Hace doce años, compartía vida con una pelirroja chata que era lo más parecido que encontré a una media naranja. Nos unían las camisetas XL y la forma de ver el mundo, en gajos. Aunque dicen que el amor calienta, al nuestro le debían faltar octanos para combatir la cristalería simple de mi piso, así que decidimos cambiar las ventanas por unas con climalit. No quisiera pecar de plano pero, como ella era contable y yo me ganaba el pan con la ofimática, a los dos nos pareció idóneo el modelo con palillería.
La instalación trajo novedades a casa. Ya no era necesario que nos juntásemos en el sofá bajo una manta y descubrí que, en la habitación que yo usaba como despacho, podía soportar el invierno aunque el radiador se quedara en el salón. Me dio por escribir y ella no tardó mucho en pedirme la parte que había puesto del importe de la carpintería. Estaba harta de esperar a un tipo que no salía de su cuarto, así
que se marchó con un funcionario de Hacienda.

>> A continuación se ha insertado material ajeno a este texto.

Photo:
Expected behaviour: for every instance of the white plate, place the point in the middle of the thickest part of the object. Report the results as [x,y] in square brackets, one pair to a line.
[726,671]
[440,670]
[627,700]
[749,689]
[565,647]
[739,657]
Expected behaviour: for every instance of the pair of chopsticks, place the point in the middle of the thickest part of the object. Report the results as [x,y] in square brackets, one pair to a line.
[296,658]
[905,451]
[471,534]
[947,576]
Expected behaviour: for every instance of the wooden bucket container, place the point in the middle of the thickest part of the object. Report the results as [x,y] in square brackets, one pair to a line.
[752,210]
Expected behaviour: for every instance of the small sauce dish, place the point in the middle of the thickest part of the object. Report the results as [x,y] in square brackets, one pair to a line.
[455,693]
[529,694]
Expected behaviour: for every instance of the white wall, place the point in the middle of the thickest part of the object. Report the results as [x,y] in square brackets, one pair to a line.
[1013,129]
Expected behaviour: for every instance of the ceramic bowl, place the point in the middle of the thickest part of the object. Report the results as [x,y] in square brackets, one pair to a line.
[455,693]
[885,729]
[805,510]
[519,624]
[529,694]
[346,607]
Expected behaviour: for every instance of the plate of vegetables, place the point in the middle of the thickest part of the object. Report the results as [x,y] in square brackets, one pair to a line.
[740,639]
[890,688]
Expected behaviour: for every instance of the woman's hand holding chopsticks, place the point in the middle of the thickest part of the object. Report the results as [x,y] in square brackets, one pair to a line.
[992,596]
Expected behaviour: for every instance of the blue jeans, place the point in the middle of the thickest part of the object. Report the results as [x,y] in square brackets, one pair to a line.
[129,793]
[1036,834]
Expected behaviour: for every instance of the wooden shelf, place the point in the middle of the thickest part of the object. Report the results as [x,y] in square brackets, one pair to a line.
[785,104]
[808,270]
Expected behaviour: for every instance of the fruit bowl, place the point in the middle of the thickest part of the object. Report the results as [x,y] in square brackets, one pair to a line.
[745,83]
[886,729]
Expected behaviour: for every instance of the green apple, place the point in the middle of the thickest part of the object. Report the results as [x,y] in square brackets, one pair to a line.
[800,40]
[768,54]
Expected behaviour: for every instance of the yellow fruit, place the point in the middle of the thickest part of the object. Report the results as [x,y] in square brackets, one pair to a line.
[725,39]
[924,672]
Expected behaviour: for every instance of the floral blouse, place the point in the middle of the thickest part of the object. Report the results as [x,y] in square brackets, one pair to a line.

El otro día me di cuenta de que odiaba tanto junquillo cuadriculando la vista, aunque esta sea la cajonera formada por las ventanas del piso de enfrente. Entendí que, en los últimos años, algo ha cambiado en mí y busco amplitud de miras. Unos ventanales grandes y lisos encajarían mejor con mi actual forma de ser. Mientras espero el momento de arreglarlo, abro a tope la persiana, observo la hoja de cálculo que plantea y me pregunto cuál será el producto de la celda A1 (la preciosa morena del
quinto) y la B3 (un calvo casado que sale a la terraza a fumar), y sospecho que en C4 la suma de las casillas C2, un marroquí con tres esposas, y C3, una familia de kikos, arroja una indeterminación. Hay que ver cuánto puede cambiar la forma de entender la vida. A veces ni te percatas, pero otras, caes en la cuenta y te llevas dos sorpresas. La primera, la alegría de comprobar que, aunque temías serlo, no eres un marmolillo. La segunda viene del motivo por el que descubriste el cambio: algo tan tonto como la palillería de unas ventanas.